Well, I've been talking to students about film noir of late, and something hit me. What literary or film fantasy Christmas gift might I ask of Santa? Besides how Edwin Drood was really supposed to turn out?
Well, wouldn't it be cool if we could get a definitive cut of The Blue Dahlia as Raymond Chandler originally intended it?
As you probably know, Dahlia is an original screenplay by Chandler, creator of Philip Marlowe and the template for tough-guy voiceovers to infinity.
Chandler worked as a screenwriter as well, contributing to adaptations of Double Indemnity and many others, and The Big Sleep was adapted as a Bogie and Bacall vehicle.

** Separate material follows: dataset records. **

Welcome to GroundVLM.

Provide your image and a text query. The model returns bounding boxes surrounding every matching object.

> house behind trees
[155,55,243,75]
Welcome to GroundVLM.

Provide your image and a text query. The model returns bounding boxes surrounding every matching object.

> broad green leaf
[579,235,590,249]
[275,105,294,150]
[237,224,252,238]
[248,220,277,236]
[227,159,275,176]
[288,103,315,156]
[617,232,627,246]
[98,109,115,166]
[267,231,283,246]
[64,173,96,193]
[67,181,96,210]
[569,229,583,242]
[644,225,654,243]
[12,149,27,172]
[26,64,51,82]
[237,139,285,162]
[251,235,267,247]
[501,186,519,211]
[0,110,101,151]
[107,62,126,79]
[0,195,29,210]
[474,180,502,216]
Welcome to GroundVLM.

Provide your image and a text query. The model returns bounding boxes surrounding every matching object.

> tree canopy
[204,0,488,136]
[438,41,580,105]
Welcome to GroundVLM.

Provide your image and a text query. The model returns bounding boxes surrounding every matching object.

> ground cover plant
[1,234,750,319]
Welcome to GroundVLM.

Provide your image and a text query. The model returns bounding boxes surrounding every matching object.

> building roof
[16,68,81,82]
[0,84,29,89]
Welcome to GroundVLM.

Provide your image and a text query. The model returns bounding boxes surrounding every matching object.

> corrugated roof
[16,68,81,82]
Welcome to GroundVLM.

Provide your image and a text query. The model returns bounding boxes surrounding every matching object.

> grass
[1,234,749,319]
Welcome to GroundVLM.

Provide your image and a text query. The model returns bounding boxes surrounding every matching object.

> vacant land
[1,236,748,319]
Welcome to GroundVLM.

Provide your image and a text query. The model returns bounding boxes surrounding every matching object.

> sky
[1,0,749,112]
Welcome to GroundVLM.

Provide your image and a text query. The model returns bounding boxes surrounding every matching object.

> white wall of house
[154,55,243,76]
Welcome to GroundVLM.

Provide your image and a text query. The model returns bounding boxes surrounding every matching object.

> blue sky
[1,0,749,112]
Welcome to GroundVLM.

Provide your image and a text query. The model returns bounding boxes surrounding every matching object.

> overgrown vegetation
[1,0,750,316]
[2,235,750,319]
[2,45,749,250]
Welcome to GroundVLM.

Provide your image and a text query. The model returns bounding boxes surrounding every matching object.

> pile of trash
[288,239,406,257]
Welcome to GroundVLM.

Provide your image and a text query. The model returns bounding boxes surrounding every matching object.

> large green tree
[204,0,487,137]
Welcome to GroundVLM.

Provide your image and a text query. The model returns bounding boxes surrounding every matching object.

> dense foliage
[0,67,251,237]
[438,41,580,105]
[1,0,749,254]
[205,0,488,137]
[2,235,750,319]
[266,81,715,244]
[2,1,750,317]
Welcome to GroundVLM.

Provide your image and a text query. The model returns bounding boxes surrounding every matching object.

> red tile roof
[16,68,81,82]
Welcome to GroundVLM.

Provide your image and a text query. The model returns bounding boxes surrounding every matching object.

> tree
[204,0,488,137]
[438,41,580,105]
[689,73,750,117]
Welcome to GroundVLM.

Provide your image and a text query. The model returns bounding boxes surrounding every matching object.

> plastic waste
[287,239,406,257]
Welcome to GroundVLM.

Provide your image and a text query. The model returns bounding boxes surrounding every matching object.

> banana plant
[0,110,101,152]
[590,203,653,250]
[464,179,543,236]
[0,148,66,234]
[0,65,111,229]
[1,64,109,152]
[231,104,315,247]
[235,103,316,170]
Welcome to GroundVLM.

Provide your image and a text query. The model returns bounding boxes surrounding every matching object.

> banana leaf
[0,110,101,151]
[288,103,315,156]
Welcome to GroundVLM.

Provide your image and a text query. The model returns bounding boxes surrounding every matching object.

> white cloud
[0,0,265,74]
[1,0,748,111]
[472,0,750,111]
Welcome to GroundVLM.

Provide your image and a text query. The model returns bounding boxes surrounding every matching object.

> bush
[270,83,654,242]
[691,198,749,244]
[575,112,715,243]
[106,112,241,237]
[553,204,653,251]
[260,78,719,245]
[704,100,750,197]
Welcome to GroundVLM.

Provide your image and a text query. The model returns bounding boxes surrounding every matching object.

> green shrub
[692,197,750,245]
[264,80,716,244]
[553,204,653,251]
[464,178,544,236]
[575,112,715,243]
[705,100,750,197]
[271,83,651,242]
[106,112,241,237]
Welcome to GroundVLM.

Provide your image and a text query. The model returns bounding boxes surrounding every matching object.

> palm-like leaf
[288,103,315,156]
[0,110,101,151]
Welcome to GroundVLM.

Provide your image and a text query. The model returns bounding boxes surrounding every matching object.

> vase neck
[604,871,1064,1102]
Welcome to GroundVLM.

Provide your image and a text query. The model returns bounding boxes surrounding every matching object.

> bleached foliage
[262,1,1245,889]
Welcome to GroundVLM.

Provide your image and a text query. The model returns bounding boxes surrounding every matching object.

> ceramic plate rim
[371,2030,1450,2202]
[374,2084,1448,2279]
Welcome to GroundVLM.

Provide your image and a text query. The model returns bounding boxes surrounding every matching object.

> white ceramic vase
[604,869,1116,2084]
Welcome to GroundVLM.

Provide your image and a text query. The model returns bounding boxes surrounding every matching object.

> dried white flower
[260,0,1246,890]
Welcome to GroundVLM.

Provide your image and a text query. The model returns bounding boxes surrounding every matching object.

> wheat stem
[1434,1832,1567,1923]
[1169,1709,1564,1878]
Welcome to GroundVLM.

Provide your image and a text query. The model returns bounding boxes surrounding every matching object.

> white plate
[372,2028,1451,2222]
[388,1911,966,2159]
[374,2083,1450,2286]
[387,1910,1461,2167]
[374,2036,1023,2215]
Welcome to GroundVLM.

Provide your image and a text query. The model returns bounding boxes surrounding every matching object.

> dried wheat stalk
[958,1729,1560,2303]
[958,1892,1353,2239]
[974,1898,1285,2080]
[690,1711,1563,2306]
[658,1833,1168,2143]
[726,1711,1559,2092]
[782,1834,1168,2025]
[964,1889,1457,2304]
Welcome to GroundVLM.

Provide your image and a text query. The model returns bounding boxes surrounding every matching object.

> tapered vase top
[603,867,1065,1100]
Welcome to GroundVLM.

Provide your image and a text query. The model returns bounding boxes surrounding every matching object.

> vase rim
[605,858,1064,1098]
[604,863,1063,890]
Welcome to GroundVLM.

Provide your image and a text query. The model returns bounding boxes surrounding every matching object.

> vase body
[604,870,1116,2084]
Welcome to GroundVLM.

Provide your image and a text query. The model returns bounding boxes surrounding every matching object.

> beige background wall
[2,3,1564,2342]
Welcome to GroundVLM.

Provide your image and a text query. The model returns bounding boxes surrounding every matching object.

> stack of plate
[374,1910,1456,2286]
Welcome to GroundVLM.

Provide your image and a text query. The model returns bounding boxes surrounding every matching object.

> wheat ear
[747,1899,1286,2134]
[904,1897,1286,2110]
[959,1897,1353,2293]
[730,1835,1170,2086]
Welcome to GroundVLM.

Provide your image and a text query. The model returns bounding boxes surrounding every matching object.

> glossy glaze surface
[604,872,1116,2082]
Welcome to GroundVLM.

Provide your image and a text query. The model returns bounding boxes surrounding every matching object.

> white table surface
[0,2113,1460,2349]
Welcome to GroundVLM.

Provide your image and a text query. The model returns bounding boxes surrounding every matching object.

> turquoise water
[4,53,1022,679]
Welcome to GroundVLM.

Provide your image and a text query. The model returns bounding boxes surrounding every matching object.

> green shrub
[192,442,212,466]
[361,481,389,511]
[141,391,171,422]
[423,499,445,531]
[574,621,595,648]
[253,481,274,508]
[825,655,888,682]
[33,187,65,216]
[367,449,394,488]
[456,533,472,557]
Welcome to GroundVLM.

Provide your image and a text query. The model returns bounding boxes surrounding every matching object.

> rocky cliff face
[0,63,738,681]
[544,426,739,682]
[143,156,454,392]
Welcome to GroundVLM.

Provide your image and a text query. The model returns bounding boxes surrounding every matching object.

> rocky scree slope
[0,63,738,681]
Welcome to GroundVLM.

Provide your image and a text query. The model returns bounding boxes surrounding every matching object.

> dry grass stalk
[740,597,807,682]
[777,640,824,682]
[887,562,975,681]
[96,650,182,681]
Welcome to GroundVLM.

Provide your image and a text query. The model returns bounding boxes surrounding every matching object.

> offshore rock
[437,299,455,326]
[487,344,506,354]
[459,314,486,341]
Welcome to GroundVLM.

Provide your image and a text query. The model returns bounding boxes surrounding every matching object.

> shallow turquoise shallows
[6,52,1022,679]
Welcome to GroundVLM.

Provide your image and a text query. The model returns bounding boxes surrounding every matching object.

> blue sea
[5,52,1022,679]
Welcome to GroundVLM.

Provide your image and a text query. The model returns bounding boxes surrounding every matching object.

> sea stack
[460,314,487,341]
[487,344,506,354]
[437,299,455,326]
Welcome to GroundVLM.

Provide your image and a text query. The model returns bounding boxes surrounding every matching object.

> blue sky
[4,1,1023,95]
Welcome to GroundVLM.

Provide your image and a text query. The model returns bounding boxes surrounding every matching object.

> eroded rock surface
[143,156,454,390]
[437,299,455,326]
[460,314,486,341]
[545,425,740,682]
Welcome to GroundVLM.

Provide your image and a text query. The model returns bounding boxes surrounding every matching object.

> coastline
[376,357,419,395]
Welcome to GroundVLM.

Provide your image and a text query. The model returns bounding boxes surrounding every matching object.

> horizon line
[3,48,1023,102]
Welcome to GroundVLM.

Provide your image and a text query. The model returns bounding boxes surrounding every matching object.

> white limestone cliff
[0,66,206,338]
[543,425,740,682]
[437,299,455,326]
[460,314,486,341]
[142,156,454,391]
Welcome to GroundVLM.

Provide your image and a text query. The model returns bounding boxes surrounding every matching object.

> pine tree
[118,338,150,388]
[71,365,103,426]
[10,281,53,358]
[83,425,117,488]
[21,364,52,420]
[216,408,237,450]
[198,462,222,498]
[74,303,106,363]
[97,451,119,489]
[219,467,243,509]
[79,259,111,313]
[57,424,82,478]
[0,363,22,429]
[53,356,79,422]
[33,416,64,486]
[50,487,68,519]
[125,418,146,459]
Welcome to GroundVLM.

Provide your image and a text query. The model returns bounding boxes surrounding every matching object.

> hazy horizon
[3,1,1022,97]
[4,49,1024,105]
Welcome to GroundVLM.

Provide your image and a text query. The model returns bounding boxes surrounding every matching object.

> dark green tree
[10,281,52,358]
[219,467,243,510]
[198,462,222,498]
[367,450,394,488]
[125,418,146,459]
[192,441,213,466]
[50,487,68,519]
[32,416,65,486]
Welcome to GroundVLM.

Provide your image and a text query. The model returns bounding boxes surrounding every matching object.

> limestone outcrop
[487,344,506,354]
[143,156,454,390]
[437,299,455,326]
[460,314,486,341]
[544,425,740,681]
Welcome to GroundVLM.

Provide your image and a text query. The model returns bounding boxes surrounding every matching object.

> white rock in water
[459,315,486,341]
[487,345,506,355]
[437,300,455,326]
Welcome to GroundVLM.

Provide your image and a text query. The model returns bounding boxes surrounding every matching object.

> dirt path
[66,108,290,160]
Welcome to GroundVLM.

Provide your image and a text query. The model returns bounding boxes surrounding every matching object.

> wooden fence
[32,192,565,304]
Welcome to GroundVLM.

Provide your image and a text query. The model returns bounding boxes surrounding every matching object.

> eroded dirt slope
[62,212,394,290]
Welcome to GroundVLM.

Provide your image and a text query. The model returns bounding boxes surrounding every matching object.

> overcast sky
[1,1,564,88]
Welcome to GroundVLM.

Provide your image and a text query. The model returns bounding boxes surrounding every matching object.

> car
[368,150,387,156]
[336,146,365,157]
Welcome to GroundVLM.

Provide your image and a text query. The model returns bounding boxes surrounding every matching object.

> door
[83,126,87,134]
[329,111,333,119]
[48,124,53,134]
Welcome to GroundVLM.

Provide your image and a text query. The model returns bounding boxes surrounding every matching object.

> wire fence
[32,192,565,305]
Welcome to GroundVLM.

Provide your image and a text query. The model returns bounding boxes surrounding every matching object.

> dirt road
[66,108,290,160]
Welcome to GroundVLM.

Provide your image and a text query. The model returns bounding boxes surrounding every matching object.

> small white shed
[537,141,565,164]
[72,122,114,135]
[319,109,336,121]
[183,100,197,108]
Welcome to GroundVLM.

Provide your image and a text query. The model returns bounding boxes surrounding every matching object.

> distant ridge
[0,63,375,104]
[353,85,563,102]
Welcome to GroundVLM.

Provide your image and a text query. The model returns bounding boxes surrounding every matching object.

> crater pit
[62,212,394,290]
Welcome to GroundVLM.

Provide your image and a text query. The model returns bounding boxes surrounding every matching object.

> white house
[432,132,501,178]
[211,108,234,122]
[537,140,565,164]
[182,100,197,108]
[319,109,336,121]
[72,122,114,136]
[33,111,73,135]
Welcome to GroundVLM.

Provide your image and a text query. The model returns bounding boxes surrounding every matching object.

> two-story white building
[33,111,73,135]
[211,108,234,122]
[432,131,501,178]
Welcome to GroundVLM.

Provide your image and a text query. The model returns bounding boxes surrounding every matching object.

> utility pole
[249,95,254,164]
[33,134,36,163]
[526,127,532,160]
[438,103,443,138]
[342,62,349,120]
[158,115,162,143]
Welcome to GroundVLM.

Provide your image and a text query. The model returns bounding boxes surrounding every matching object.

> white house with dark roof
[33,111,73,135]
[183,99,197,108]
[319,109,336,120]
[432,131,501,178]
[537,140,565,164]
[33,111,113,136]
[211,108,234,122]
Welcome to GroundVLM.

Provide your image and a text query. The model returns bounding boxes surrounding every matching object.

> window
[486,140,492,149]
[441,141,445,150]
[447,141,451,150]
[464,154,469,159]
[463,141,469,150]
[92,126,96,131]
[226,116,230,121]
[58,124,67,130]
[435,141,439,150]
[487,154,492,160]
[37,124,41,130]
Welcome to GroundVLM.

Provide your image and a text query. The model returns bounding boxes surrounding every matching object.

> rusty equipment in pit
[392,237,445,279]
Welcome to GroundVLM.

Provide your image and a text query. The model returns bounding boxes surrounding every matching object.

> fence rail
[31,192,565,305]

John Houseman, Professor Kingsfield but also producer of Blue Dahlia, and others have spelled out the bumpy production path of Dahlia.
It was filmed in 1945, and star Alan Ladd was about to be inducted into the U.S. Army, so things were moving fast.
Chandler's story was to focus on Ladd as a soldier returning from World War II. His wife is murdered at roughly the time he discovers she's having an affair, so he has to solve the crime to clear himself.
Ladd's war buddies, played by future sitcom stars Hugh Beaumont and William Bendix, were to join in the action of the story. In Chandler's original plan, Bendix's character, injured in battle and prone to rage and forgetfulness, was to be the killer.
The plan was to have him discover the affair as well, kill in a fit of anger then forget his actions.
With the bus for the induction office waiting for Ladd, filming began. Then military officials stepped in and asked for rewrites.
A serviceman responsible for a murder at the height of WWII didn't seem like a good idea. A new ending had to be devised. The story of how Chandler completed the script and invented a new suspect is legendary. Read some of it on Wikipedia.
The original ending didn't end up on the cutting room floor. It was never shot. Chandler arrived at a new ending with some help from, well, help out of a bottle.
So if I could ask Santa for a fantasy Christmas present, it would be for a "writer's cut" of the film. It would be interesting to see the original ending, where Bendix is confronted and the sad truth revealed to his uncomprehending mind.
It would have made for a tighter story and a better final product overall, perhaps not a perfect film, but one closer to the original vision.
Too bad decisions to revise were made before the cameras rolled.